The straightest route then crosses the Black Sea, slicing across Russian-occupied Crimea before reaching Romania and all the usual European suspects en route to the UK’s busiest airport.

The path taken by the daily Qantas nonstop flight from Australia to the UK, QF9, has never followed exactly this track. The weather informs the pilots about the best course to follow. Geopolitics has an increasing say in their choice: Ukraine is off-limits, of course.

In the early hours of Friday morning, the flight crew took a very different route. Over northern Pakistan, the Boeing 787 headed north to keep clear of Afghanistan – then flew due east to find a way through the narrow gap between northern-most Iran and southern-most Russia.

The plane landed safely, about 45 minutes behind schedule. But so demanding is the route in terms of fuel that any significant diversion from the usual track can jeopardise the chances of reaching Heathrow without a pit stop for fuel.

Qantas has now suspended QF9 – modifying the flight number to QF209, and adding a stop in Singapore. (QF10, from London to Perth, can still make the nonstop home, due to the prevailing winds.) The Australian airline says ending the westbound nonstop is a temporary adjustment “due to the situation in parts of the Middle East”. But the decision has increased alarm among passengers who are likely to be flying to or through the region.

Long and winding: Path of Qantas flight QF9 from Perth to London Heathrow on 11-12 April (Flightradar24)

Zoe contacted me a few hours before her Emirates flight to Dubai, expressing strong concerns about safety. Would the airline re-route over Egypt and Saudi Arabia, giving a wide berth to everywhere from Israel to Iran?

I don’t know – but I do know that Emirates, like every other airline, has a serious group of people looking at safety at all times. They are wearily accustomed to avoiding patches of airspace where conflict might flare up.

A nervous flyer can point to two tragedies, both involving Ukraine, that between them killed hundreds of passengers and crew. Three months from now, the loved ones of the 298 passengers and crew aboard Malaysia Airlines flight MH17 will mark 10 years since a heinous act of mass murder. On 17 July 2014, the Boeing 777 departed from Amsterdam on a routine flight to Kuala Lumpur on a routine flightpath over Ukraine. A Buk missile belonging to the Russian army was fired at the jet from rebel-held territory in the east of the country.

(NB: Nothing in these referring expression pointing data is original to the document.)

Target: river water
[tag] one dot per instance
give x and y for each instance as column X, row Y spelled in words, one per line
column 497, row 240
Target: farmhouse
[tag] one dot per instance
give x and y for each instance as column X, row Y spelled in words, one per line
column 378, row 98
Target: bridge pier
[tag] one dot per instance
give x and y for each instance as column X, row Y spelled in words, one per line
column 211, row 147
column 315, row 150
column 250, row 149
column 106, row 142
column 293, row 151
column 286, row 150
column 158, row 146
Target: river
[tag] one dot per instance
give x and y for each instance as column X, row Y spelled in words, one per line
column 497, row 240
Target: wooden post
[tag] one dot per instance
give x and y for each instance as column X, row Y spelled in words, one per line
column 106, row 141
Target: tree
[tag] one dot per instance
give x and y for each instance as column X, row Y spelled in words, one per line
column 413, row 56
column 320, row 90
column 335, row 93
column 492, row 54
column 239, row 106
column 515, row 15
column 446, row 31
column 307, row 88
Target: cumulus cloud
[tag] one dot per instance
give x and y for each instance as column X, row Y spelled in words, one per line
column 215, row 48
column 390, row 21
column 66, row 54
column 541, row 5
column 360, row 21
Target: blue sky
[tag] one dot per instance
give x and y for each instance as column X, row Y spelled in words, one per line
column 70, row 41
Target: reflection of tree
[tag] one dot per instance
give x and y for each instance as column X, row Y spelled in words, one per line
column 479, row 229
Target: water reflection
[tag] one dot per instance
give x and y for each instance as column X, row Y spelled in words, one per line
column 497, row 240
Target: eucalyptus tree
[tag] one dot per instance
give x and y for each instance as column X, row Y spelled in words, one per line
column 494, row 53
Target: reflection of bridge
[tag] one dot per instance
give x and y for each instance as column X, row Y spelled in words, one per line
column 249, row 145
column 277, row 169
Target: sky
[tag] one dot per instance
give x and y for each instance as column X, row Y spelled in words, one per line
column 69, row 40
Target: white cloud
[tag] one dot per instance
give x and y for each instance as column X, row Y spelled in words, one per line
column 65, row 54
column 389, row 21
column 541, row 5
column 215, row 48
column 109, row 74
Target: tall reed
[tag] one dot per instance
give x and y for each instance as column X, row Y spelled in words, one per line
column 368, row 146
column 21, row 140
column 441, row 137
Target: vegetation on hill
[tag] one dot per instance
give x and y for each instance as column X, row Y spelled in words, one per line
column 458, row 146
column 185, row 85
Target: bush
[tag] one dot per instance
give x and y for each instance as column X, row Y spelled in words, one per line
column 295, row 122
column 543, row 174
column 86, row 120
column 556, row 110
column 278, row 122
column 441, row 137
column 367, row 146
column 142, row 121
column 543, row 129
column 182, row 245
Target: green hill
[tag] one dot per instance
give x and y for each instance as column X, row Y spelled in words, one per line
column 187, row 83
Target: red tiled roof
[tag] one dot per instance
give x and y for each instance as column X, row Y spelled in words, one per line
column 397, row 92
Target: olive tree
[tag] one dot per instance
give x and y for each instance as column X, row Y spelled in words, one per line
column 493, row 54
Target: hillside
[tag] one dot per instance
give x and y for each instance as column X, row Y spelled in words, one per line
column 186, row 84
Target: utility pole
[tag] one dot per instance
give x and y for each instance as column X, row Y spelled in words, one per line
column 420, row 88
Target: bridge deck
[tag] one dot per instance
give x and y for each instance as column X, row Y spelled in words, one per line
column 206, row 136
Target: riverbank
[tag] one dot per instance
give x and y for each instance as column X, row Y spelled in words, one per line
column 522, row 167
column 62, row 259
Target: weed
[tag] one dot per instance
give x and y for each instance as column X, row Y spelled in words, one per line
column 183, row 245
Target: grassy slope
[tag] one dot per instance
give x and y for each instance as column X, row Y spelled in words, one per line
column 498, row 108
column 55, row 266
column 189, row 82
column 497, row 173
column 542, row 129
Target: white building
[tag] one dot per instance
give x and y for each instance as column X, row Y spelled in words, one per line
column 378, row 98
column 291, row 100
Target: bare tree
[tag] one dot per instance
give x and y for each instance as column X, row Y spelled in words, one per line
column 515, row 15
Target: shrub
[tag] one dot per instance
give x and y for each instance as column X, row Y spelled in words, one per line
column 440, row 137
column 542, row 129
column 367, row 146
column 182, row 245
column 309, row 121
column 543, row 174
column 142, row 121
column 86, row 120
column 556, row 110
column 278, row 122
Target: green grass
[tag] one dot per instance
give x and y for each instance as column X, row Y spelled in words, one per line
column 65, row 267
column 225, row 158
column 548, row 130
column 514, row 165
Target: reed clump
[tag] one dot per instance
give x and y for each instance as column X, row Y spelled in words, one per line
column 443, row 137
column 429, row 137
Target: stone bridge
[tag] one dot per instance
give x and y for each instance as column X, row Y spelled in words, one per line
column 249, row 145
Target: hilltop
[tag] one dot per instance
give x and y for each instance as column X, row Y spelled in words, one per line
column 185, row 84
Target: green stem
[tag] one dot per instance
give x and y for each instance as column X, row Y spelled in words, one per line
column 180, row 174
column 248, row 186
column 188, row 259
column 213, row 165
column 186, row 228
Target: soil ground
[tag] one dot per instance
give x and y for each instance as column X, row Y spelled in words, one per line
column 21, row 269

Four years ago, the Iranian military shot down a Ukrainian passenger plane departing normally from Tehran to Kyiv after a chain of errors. All 176 passengers and crew aboard the Boeing 737 died. Tension in the region had risen sharply immediately before the crash, with Iran firing missiles at bases with US troops in Iraq.

With tension rising once again, should travellers in 2024 be fearful? All I can say is that I entrust my safety to the men and women flying the plane and the smart, informed people who are watching the world on their behalf. Aviation is astonishingly safe, and an obsession with risk management has made it so.